Schooling: A Recurring Theme in Rock

Image result for school
In the history of popular music, there have been many subjects: politics, relationships, but perhaps the most peculliar of them all is schooling.

While the Fab Four mention schooling in their song Getting Better from their critically-acclaimed Sgt. Pepper's Lonely Hearts Club Band record I used to be cruel in my school/The teachers that taught me weren't cool, Alice Cooper's School's Out is perhaps the earliest example of school being the subject matter in rock. Of the album's title track, Cooper once said that the slowest three minutes of his life were the last 3 minutes of the last day of school. Well it sounds rather cheery, the lines No more teachers' dirty looks, and Out for summer out till fall/We might not go back at all tend to slightly allude to the concept of corporal punishment, which would be revisited by other artists.

In 1973 was the next school-themed song. One-hit-wonder Brownsville Station's Smokin' in The Boys' Room basically about trying to avoid discipline (possibly corporal punishment) for violating the school's no-smoking policy by hiding in the boys' restroom to smoke. In 1985, Motley Crue covered the song. It was issued as a non-album single, making it to #16 on the US Bilboard Singles Chart.

1974 was the year when Supertramp released not one, but TWO school-related theme songs on their breakout Crime of The Century. The opening track, aptly titled School, addresses the concept of basically how school is biased and influences the school system has on our youth. The follow-up track, Bloody Well Right, also tends to address schooling partially by assuming that schooling depends on social class and genetics. So you think your schooling's funny/I guess it's hard not to agree/You say it all depends on the money/And who is in your family tree.

On an unrelated note, the third track, Hide in Your Shell, contains a theme of isolation. Pink Floyd's Roger Waters was inspired by the songs on this album, which leads us to...

The Wall
This has got to be the daddy of school songs and is definitely Floyd's signature song. The song, Another Brick in the Wall, is divided into three parts. The second part begins with Happiest Days of Our Lives. In it, Waters basically takes the role of the movie's character, Pink, and addresses the listeners of how teachers were very brutal well his generation was growing up. The second stanza clearly suggests that based on the way the teachers were brought up and the people they lived with influenced their attitude towards the children But in our town it was well known when they got home at night their fat, psychopathic wives would thrash them within inches of their lives. The scream that begins ABITW Part 2 is sampled from their 1972 song, Careful With That Axe, Eugene.

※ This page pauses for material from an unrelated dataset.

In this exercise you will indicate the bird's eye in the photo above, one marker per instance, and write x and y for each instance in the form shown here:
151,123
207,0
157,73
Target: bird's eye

About the children's voices. Bob Ezrin, also responsible for producing the aforementioned Alice Cooper LP seven years ago, always loved using children's voices in such songs. The children were brought in from the choir of Islington School and overdubbed fifty times. They were told to actually SHOUT the lyrics, not physically sing them. The children were not paid for their time due to a lack of a binding contract; however, they were given free copies of The Wall album, and the school received a lump sum of E1000 (1,000 British Pounds).

There have been several other minor school-related hits, but those discussed above are the primary. I will not go into greater lengths, so feel free to comment on any ones I may have forgotten or overlooked.